Watchdog Blog

Gilbert Cranberg: ‘My Medicare’

Posted at 9:28 am, May 2nd, 2011
Gilbert Cranberg Mug

Republicans who endorsed the party’s plan to undo Medicare got an earful when they met with constituents during the recent congressional recess. If the lawmakers paid attention, they learned that Medicare isn’t just an impersonal government insurance program. When seniors talk about “my Medicare,” they express a sense of kinship based on warm feelings usually reserved for a favorite relative.

I was impressed when I first enrolled in Medicare how genuinely interested the government official who handled the paperwork was in doing what was in my interests. I had no sense of an adversarial relationship or that the government had an agenda separate from mine. The feeling of confidence that Medicare was on my family’s side was buttressed during every step of my wife’s prolonged illness. Her eventual death was more bearable by the virtually hassle-free experience of dealing with Medicare during her illness.

The contrast with the private insurer who had sold us nursing home insurance could not have been more glaring. I had researched the company carefully, but it had been taken over by an insurer whose business plan appeared to consist of delaying claims payment by all possible means. Every step of dealing with that company was agony.

My daughter has an acquaintance whose health insurance is provided by her husband’s employer, a large Washington law firm, and administered by a major private insurer. You would think that the prospect of tangling with lawyers would put the insurer on its best behavior. Perhaps it has, but this is her account of her family’s experience:

“Over 30 claims submitted for multiple dates in 2010 were lost by the insurer four separate times, are still missing and have not even been inputted into the insurer’s system since first submitted over four months ago. An additional 17 claims have been inputted but have remained inexplicably pending for over four months.

“Finally, insurer has failed to re-process approximately one dozen additional claims that insured’s representatives have conceded were wholly or partially rejected in error. Insured’s staff have largely been unhelpful and inept. We have expended countless hours trying to resolve these problems and are unable to complete our 2010 income taxes in a timely manner as a result of these delays.”

Granted, conclusions based on anecdotal evidence are inherently unreliable. But a long lifetime of experience is worth something. My lifetime experience warns me that for-profit companies have interests that are not congruent with those of their customers and that the GOP is being reckless with its plan to eventually turn “my Medicare” into a voucher system that would put beneficiaries at the mercy of the marketplace.
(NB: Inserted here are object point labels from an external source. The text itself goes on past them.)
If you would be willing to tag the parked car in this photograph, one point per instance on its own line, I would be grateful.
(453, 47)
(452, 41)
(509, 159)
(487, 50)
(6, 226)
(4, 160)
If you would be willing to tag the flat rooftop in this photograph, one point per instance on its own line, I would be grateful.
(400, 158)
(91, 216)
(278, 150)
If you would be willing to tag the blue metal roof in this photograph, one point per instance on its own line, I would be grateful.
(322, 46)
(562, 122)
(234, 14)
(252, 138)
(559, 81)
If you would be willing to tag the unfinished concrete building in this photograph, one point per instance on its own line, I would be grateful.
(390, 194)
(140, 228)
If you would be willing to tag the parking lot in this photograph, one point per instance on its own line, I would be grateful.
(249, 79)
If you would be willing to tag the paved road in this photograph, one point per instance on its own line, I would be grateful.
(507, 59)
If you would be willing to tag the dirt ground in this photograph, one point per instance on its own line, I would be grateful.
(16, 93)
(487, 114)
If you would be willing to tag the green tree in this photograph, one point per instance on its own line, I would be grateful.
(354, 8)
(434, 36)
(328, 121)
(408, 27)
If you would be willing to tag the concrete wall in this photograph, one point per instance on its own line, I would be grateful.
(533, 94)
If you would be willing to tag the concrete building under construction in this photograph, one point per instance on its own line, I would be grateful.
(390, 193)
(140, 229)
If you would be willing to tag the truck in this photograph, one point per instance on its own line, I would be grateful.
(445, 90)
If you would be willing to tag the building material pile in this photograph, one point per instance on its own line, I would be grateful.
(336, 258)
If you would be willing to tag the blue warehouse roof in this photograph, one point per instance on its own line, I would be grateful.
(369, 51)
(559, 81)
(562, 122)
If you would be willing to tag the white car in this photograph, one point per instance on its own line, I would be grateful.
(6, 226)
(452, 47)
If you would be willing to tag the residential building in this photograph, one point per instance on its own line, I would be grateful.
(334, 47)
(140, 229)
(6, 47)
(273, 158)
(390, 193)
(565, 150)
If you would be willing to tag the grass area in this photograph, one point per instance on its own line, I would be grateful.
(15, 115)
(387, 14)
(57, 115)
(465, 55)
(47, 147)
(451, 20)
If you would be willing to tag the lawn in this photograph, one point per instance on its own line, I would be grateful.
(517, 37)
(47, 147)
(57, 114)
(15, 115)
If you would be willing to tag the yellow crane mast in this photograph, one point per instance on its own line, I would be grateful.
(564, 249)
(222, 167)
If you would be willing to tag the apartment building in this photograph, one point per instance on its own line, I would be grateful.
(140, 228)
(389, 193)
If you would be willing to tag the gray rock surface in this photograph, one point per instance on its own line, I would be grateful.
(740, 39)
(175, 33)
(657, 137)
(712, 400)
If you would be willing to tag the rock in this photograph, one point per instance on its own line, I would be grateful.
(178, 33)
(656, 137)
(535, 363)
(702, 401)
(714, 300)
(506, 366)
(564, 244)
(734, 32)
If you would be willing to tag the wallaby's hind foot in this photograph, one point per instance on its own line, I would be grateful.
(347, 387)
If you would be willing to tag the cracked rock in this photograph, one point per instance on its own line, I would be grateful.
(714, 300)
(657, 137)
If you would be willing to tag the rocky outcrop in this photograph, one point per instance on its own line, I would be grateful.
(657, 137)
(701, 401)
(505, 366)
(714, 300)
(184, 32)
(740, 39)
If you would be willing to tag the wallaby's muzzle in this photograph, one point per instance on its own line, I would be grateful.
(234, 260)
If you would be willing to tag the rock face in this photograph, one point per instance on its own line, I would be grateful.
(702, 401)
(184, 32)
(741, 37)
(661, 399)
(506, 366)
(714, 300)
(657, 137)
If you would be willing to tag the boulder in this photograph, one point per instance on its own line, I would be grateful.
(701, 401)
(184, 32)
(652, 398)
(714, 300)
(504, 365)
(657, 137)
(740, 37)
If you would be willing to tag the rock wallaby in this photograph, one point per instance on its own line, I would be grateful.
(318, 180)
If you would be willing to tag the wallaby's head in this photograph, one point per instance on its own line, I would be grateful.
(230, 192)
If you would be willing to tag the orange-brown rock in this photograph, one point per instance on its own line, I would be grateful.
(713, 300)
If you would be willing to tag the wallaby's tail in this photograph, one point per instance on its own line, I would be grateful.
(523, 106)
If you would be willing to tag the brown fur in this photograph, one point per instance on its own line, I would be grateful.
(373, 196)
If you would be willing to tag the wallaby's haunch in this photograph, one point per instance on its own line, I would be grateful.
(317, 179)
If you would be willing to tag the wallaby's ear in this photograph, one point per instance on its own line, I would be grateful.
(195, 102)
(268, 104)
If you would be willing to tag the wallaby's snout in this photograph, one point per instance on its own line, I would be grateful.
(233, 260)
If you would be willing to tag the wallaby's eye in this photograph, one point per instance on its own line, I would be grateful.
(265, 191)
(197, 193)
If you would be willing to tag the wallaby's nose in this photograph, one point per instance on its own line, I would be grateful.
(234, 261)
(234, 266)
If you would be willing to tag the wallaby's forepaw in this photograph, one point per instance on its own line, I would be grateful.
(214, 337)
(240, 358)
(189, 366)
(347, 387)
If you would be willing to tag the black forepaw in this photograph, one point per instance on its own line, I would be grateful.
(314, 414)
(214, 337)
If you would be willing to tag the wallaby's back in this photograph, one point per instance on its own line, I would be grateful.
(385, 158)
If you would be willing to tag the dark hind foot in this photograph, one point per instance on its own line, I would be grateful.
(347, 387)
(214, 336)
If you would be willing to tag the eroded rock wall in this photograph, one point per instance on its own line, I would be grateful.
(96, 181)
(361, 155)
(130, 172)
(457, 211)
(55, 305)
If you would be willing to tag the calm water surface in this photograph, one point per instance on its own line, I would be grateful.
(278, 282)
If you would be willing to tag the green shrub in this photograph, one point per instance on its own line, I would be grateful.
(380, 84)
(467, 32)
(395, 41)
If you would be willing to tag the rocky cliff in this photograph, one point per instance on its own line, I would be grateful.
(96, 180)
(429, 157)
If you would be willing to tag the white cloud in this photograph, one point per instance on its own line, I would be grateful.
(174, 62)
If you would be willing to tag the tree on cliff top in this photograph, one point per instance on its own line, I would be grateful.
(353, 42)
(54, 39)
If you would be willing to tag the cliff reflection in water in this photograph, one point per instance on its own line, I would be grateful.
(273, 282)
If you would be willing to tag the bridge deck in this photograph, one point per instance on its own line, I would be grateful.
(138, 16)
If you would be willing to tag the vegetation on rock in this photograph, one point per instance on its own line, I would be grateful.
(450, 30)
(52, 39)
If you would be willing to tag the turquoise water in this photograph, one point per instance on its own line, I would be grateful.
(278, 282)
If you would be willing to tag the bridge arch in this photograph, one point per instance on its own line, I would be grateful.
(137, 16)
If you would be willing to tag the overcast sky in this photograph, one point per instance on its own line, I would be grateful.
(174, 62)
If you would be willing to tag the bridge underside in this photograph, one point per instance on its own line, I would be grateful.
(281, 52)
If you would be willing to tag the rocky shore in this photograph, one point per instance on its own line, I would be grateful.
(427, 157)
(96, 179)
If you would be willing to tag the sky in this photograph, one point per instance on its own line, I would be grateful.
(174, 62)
My sense is that seniors generally share my misgivings. If the GOP ignores them it will have made a colossal blunder.



3 Responses to “‘My Medicare’”

  1. Jim T says:

    You’re problem is that you are assuming that Medicare will go on as it always has. This unmentioned assumption is false. It cannot stay because there simply won’t be enough money to pay for it. So the REAL question is whether it will be modified now when it can be done with as little pain as possible, or will it be done down the road when it will be causing a financial disaster for the US as a whole?

    I’d prefer to deal with the problem now, you want to kick it down the road. You (and the Democrats as a whole) just aren’t being honest about it. You may just not realize your mistake, but the Democrats in Congress can’t reasonably claim this, otherwise they would be able to come up with a budget. They refuse to do so, because they prefer to demagogue the issue so they can try to hold on to power a little longer.

  2. Bob Marshall says:

    If we didn’t have all these wars and didn’t bail out all these countries and banks would we need to change Medicare because of cost? In 2007 the US gave Israel 30 billions dollars. This is on record. How long would 27 billion of that taken care of Medicare?

  3. Bob Marshall says:

    I have to add what about the 9.7 trillion the Federal Reserve has lost the past few years. If they aren’t autided there is no justice in America for Americans. Somebody has a lot of explaining to do to the citizens of this great nation.